Breakdown could be 'defining factor' say South Africa
Gary Gold believes an eagerly-awaited breakdown battle could prove the "defining factor" of Sunday's World Cup quarter-final between South Africa and Australia.
Springboks openside flanker Heinrich Brussow and Australia's David Pocock are set to go head to head in a clash that should go some way towards deciding which country meets New Zealand or Argentina at the semi-final stage next weekend.
"The breakdown will probably be the defining factor of the game this weekend for both teams, on attack and defence," South Africa assistant coach Gold said.
"The guys who master the breakdown the best and adhere to the referee's interpretations the best, are probably going to be in the best position to win this game.
"For those players it is such a fine line between being a genius or breaking the law."

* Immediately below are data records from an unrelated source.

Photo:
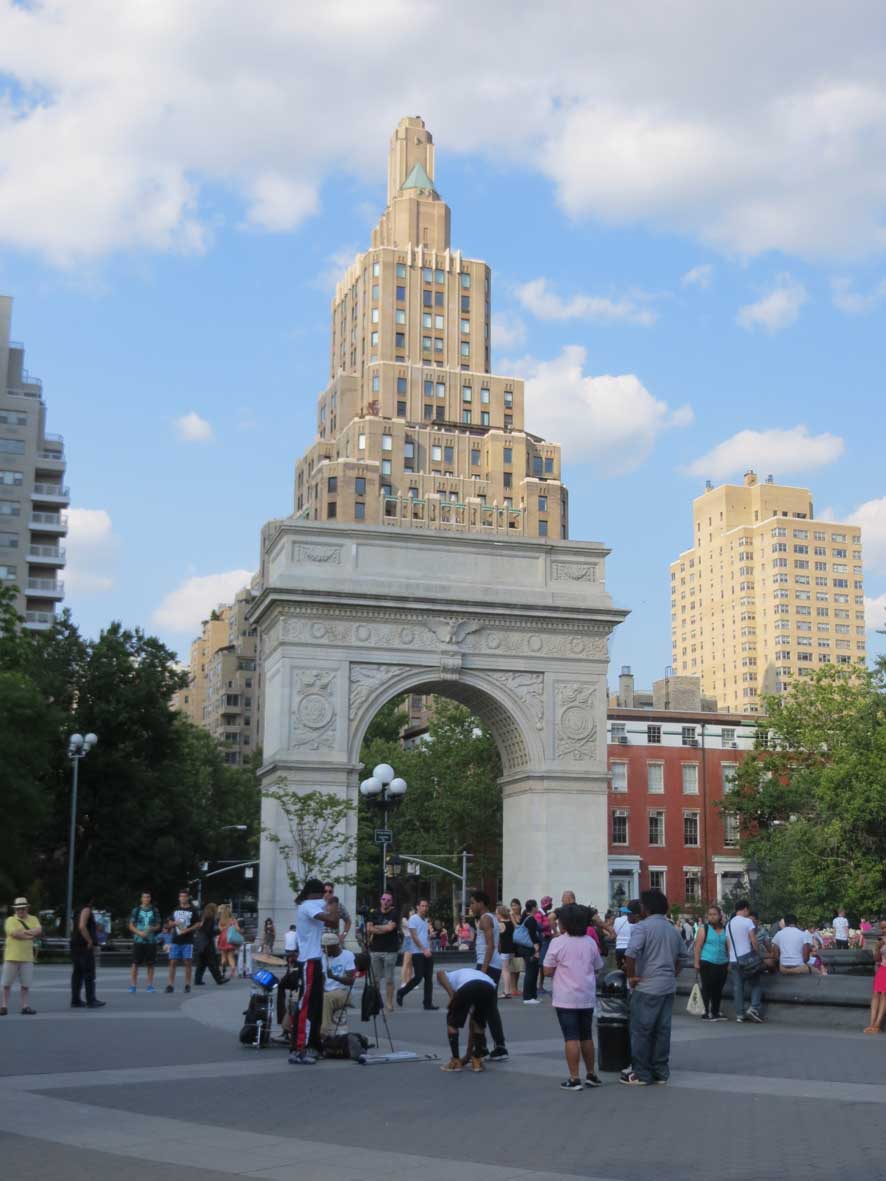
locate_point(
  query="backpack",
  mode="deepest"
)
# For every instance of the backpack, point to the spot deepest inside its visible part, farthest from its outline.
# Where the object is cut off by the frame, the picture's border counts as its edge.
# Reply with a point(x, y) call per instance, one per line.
point(522, 938)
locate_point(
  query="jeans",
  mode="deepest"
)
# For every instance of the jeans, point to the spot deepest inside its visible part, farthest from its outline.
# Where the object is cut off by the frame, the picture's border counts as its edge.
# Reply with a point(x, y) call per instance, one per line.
point(423, 969)
point(711, 978)
point(531, 976)
point(83, 973)
point(756, 990)
point(651, 1035)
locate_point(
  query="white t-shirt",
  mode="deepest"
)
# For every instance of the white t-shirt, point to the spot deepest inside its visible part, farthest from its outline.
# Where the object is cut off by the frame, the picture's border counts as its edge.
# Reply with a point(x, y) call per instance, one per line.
point(308, 928)
point(339, 965)
point(462, 976)
point(841, 927)
point(738, 930)
point(790, 943)
point(418, 926)
point(621, 927)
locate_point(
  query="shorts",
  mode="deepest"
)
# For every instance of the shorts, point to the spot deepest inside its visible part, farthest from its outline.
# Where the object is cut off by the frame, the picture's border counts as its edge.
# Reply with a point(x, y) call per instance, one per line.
point(474, 996)
point(18, 970)
point(144, 953)
point(384, 966)
point(578, 1024)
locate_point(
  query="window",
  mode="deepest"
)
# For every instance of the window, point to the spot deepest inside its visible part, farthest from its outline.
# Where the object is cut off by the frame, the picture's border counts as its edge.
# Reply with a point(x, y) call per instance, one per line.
point(656, 828)
point(619, 827)
point(690, 830)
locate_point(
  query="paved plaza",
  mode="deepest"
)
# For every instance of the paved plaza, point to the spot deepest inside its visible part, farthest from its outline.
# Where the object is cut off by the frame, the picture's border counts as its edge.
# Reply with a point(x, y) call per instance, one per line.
point(158, 1087)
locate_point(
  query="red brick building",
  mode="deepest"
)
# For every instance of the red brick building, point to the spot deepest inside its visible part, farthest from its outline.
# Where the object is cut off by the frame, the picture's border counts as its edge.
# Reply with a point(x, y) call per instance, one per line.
point(669, 768)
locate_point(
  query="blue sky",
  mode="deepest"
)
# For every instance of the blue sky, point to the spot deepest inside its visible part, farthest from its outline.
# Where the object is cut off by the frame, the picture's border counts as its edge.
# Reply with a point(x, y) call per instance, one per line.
point(673, 263)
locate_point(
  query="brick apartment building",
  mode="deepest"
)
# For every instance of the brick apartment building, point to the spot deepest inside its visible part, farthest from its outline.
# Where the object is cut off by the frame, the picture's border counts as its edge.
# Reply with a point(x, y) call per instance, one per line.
point(671, 758)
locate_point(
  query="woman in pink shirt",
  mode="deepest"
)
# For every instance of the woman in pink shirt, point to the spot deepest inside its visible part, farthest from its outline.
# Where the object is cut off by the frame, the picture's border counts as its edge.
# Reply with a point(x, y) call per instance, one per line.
point(573, 960)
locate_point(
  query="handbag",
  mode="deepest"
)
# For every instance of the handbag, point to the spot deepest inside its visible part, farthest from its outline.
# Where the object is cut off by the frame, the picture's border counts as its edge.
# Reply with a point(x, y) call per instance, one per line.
point(751, 963)
point(695, 1005)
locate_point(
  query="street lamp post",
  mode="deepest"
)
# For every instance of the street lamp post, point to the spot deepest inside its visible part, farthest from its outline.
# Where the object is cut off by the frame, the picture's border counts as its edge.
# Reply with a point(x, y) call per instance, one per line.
point(77, 749)
point(384, 790)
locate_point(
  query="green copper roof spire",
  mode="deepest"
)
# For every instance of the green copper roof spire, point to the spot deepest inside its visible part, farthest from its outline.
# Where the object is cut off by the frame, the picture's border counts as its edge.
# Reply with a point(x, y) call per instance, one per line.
point(417, 180)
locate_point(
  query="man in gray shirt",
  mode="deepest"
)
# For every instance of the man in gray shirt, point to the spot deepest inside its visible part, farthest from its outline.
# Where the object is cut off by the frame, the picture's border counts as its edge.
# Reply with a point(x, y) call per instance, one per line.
point(652, 960)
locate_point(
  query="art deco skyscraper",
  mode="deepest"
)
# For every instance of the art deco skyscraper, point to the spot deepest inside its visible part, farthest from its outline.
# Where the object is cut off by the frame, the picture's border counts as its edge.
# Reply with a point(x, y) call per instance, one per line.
point(412, 429)
point(767, 593)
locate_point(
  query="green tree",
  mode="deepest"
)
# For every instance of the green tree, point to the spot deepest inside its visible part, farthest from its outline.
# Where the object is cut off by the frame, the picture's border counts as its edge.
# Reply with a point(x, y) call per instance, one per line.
point(812, 798)
point(317, 843)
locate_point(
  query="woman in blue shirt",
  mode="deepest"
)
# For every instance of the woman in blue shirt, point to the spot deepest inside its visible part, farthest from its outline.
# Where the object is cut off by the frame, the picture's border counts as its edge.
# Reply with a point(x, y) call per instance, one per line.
point(712, 963)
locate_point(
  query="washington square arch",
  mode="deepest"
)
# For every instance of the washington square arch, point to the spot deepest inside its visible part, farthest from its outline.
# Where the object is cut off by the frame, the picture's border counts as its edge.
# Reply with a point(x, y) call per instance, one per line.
point(428, 554)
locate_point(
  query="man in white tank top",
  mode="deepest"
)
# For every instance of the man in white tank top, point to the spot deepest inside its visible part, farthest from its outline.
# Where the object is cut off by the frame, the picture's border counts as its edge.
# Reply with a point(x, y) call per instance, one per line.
point(488, 961)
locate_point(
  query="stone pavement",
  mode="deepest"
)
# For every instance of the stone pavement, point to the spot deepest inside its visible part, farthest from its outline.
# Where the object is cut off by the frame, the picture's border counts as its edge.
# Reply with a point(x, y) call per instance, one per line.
point(158, 1087)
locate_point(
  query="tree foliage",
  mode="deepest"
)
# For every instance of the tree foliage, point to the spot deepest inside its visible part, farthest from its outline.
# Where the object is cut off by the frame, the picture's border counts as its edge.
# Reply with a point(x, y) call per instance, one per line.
point(812, 798)
point(318, 843)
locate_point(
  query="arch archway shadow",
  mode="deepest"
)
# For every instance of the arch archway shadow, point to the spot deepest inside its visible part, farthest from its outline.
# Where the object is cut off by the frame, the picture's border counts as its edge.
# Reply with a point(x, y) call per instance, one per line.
point(515, 631)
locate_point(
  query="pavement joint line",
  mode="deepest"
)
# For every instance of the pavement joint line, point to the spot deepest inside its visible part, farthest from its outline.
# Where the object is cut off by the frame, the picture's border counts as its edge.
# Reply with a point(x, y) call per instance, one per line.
point(181, 1142)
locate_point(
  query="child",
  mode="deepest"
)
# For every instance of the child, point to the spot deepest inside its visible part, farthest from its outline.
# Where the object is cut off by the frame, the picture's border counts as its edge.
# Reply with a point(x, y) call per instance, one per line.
point(573, 959)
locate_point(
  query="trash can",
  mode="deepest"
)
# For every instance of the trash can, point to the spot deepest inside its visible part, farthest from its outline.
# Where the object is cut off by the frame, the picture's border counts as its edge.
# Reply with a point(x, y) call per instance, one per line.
point(613, 1017)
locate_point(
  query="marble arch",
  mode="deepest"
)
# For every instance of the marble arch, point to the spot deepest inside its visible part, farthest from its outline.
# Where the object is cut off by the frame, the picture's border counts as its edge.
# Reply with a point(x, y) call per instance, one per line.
point(518, 631)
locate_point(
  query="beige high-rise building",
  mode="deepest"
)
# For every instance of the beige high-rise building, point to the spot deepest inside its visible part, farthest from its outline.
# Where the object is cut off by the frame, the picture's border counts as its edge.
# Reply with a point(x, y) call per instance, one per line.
point(32, 489)
point(225, 691)
point(767, 593)
point(414, 429)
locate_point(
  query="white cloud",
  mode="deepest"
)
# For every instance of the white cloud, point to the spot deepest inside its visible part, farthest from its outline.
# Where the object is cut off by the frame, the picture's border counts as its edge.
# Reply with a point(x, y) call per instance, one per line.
point(124, 122)
point(776, 310)
point(776, 450)
point(184, 608)
point(698, 276)
point(92, 550)
point(190, 428)
point(851, 302)
point(875, 612)
point(508, 331)
point(612, 422)
point(538, 298)
point(871, 519)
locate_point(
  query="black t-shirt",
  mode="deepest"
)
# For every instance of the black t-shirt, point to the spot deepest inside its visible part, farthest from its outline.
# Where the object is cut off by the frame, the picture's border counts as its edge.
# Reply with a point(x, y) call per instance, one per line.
point(390, 940)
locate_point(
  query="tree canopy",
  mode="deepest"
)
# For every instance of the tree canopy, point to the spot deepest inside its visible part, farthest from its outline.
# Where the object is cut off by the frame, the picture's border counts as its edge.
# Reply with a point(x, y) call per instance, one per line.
point(812, 798)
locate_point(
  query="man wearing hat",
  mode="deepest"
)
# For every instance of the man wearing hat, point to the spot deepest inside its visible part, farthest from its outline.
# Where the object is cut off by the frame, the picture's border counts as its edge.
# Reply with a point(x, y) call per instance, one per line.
point(339, 971)
point(20, 928)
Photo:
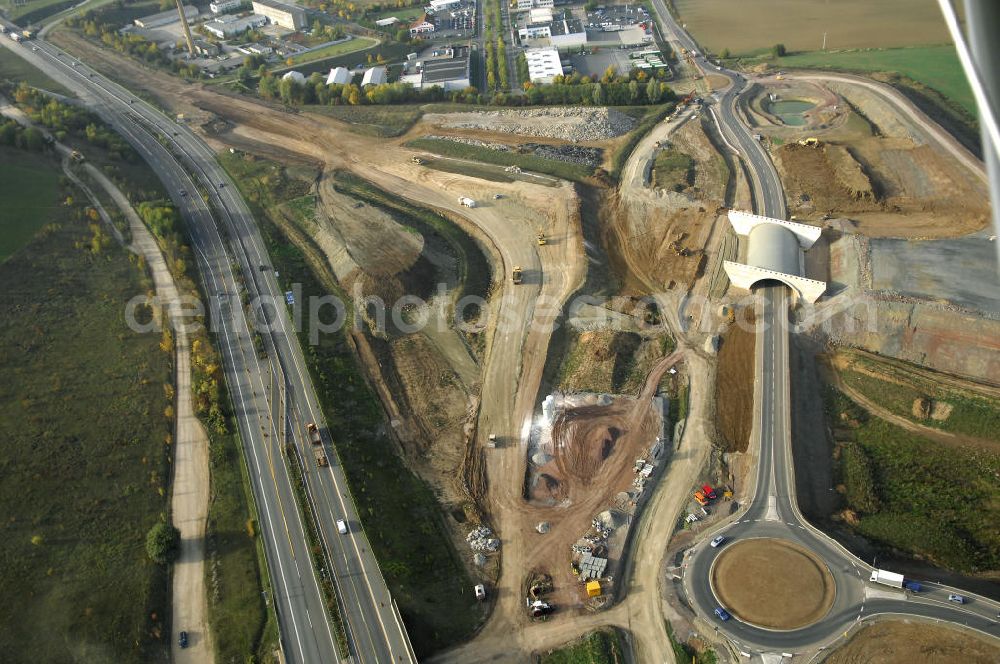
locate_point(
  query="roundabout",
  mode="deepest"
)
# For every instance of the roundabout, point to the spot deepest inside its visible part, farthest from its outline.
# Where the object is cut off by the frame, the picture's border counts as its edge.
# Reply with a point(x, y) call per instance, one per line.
point(798, 587)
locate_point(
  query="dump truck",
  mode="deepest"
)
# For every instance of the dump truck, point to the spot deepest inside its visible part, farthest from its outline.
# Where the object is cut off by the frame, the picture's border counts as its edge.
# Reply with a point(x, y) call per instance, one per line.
point(314, 436)
point(886, 578)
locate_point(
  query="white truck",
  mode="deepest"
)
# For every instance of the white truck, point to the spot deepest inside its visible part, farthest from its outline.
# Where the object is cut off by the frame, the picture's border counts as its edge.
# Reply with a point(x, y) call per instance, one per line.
point(886, 578)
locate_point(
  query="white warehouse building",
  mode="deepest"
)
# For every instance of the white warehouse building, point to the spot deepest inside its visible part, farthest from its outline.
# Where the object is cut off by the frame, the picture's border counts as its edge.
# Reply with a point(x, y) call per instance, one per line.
point(374, 76)
point(229, 25)
point(287, 16)
point(543, 64)
point(223, 6)
point(339, 76)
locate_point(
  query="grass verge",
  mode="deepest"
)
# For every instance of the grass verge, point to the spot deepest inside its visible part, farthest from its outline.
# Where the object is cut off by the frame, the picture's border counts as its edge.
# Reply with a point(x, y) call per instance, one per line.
point(528, 162)
point(909, 494)
point(84, 459)
point(316, 550)
point(13, 68)
point(653, 116)
point(602, 646)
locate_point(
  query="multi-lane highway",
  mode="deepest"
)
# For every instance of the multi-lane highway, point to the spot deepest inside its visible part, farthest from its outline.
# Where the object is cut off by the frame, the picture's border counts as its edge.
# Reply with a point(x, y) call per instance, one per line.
point(223, 230)
point(773, 510)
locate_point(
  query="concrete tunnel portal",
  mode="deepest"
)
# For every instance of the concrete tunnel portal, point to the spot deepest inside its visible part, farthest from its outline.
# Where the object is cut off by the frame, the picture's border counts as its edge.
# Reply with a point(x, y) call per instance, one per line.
point(775, 252)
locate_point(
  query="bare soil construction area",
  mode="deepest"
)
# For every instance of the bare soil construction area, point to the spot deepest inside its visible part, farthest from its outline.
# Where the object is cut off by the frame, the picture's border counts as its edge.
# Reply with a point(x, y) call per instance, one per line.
point(734, 384)
point(869, 165)
point(798, 585)
point(917, 641)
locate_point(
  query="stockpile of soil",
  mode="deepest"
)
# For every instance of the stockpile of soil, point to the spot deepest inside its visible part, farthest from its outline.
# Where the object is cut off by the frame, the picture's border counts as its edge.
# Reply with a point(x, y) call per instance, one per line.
point(734, 385)
point(905, 642)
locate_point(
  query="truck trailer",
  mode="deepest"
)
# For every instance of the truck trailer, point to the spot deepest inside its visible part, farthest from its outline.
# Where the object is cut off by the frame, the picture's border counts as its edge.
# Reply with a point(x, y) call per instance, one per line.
point(887, 578)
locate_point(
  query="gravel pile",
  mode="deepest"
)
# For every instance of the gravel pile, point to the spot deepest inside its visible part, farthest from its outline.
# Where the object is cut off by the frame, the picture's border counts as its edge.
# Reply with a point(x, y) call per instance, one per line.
point(566, 123)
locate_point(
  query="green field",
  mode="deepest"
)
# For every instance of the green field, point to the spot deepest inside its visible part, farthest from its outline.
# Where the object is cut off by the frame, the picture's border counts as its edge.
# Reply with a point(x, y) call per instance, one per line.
point(29, 185)
point(600, 647)
point(896, 388)
point(673, 170)
point(343, 48)
point(913, 495)
point(937, 67)
point(84, 466)
point(14, 68)
point(745, 27)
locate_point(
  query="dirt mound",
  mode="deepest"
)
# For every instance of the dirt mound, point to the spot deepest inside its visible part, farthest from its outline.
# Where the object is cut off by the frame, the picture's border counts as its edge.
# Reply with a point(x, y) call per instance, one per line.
point(918, 641)
point(798, 585)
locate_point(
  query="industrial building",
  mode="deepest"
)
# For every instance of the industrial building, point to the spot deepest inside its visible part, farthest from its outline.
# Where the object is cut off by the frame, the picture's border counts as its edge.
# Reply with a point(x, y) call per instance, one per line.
point(226, 26)
point(447, 68)
point(543, 64)
point(421, 26)
point(166, 18)
point(223, 6)
point(525, 5)
point(339, 76)
point(374, 76)
point(441, 5)
point(287, 16)
point(774, 253)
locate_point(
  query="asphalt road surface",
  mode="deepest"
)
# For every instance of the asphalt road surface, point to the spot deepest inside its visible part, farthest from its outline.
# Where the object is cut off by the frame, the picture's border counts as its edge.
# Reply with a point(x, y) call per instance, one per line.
point(259, 388)
point(773, 511)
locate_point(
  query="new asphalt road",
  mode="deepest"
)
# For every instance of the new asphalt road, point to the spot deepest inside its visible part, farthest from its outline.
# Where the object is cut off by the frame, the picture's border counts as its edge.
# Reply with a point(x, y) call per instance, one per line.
point(773, 511)
point(223, 230)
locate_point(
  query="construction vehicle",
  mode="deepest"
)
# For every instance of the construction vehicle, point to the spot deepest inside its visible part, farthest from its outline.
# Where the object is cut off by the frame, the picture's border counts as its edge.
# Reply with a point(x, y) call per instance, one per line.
point(886, 578)
point(314, 436)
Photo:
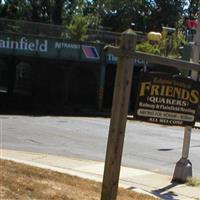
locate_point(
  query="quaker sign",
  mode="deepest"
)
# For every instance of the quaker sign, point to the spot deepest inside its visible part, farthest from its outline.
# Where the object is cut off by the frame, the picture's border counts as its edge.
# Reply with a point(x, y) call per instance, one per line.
point(167, 99)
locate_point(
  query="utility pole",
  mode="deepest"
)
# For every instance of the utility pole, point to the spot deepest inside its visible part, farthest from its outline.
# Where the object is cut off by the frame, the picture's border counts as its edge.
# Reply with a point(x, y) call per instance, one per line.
point(183, 167)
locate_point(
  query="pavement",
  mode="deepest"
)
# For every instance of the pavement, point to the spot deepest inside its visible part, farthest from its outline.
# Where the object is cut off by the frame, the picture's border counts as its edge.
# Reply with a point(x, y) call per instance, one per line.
point(131, 178)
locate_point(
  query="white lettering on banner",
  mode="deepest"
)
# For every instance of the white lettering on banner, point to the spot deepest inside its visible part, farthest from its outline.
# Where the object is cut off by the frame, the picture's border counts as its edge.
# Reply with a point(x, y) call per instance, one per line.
point(165, 115)
point(64, 45)
point(24, 44)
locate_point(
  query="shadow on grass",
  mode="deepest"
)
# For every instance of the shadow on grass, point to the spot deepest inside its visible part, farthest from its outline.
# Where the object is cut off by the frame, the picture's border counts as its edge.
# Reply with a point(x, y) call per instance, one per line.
point(163, 193)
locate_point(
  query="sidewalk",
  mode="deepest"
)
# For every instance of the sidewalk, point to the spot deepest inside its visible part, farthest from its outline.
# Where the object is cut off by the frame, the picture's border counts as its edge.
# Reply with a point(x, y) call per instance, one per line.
point(135, 179)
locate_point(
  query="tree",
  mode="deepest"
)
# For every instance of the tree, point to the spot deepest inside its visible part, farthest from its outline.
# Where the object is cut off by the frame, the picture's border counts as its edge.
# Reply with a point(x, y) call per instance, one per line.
point(77, 29)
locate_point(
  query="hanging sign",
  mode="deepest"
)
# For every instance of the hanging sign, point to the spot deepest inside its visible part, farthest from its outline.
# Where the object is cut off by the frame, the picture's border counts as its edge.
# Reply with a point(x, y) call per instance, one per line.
point(167, 99)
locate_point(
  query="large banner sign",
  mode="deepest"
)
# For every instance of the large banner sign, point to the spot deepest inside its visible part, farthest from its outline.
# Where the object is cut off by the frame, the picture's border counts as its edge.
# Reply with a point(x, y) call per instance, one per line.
point(166, 99)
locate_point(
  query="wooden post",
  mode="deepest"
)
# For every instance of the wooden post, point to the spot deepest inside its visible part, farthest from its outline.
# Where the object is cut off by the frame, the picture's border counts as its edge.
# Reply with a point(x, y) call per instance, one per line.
point(118, 117)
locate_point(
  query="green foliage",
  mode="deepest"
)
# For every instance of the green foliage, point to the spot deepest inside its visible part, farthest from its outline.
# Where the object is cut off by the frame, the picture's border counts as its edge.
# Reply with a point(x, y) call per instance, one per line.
point(192, 181)
point(148, 48)
point(168, 46)
point(77, 29)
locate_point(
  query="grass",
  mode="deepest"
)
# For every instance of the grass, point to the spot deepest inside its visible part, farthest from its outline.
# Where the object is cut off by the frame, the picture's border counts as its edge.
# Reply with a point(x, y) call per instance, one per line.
point(192, 181)
point(19, 181)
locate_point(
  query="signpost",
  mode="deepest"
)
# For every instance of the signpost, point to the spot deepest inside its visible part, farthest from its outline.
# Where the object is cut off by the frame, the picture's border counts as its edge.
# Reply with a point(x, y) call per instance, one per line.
point(118, 117)
point(166, 99)
point(183, 168)
point(126, 54)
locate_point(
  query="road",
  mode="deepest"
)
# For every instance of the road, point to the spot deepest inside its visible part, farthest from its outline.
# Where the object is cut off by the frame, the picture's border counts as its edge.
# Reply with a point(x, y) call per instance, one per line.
point(147, 146)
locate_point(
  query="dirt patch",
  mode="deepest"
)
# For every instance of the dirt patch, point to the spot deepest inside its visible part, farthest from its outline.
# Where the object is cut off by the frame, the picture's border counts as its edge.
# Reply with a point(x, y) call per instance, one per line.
point(19, 181)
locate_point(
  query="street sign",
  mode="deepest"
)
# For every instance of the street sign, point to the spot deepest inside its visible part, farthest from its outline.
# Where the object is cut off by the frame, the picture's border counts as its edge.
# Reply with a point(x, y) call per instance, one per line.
point(167, 99)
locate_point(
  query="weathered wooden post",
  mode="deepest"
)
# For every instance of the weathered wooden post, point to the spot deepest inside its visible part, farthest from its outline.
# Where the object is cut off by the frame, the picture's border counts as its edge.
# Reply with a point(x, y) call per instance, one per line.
point(183, 168)
point(119, 115)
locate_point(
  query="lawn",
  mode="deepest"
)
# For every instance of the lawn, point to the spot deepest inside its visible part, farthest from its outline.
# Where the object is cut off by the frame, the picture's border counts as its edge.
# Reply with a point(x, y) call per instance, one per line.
point(19, 181)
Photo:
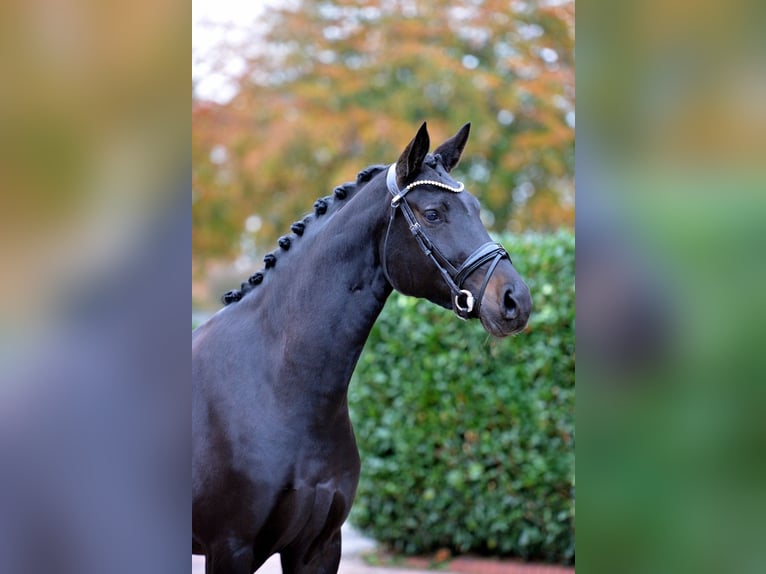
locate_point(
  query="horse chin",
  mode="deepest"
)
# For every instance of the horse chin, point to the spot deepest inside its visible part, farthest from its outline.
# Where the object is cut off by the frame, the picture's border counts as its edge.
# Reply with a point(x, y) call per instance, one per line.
point(501, 327)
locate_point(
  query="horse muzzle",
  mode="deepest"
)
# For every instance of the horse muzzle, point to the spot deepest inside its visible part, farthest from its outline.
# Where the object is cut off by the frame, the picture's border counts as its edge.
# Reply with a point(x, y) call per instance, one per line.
point(507, 306)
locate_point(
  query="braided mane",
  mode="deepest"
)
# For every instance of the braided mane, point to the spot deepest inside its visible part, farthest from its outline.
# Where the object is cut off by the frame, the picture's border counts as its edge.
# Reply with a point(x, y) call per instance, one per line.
point(322, 206)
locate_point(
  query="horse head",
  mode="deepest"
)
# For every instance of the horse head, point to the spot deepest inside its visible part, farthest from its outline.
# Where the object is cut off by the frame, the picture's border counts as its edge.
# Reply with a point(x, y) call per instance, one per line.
point(436, 247)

South Africa are bidding to become the first back-to-back world champions following their success at England's expense in Paris four years ago.
And they are viewed as the team most likely to halt red-hot tournament favourites New Zealand in their tracks.
"To be honest, in the back of our minds it is something we would like to achieve, but it is not something that is spoken about on a daily basis," Gold added.
"Sure, it's a motivation at the back of the minds to be successful, but it doesn't affect us too much.
"The players are quite calm at the moment. The training sessions have gone well this week and the enormity of the situation is certainly something we are aware of.
"Ever since we went into camp in Johannesburg, we spoke about the responsibility that all of us have got to everyone back home.
"We know the strength of the support back home and it is something that is very important to us."
Australia beat South Africa twice en-route to winning the Tri-Nations title earlier this year, and Gold has no doubt they will pose the Springboks a severe examination.
"I think the Australians were a very good team, obviously, in the Tri-Nations, and they haven't got any worse, let's put it that way," he said.
"The core of the team at the moment, having had so much success for such a long period of time, to slip up against a team as good as Ireland hasn't really affected them and they are still in the quarter-final.
"The Australian team can live, physically, with the best at the moment. They are a very young and athletic side and they have exciting backs that will move you around the park.
"And they have forwards that can keep up, so they are a dangerous team. "We've worked hard on them and we will give them the respect they deserve this weekend.
"But from our point of view we have our strengths as well, and it is important we concentrate on what our strengths are."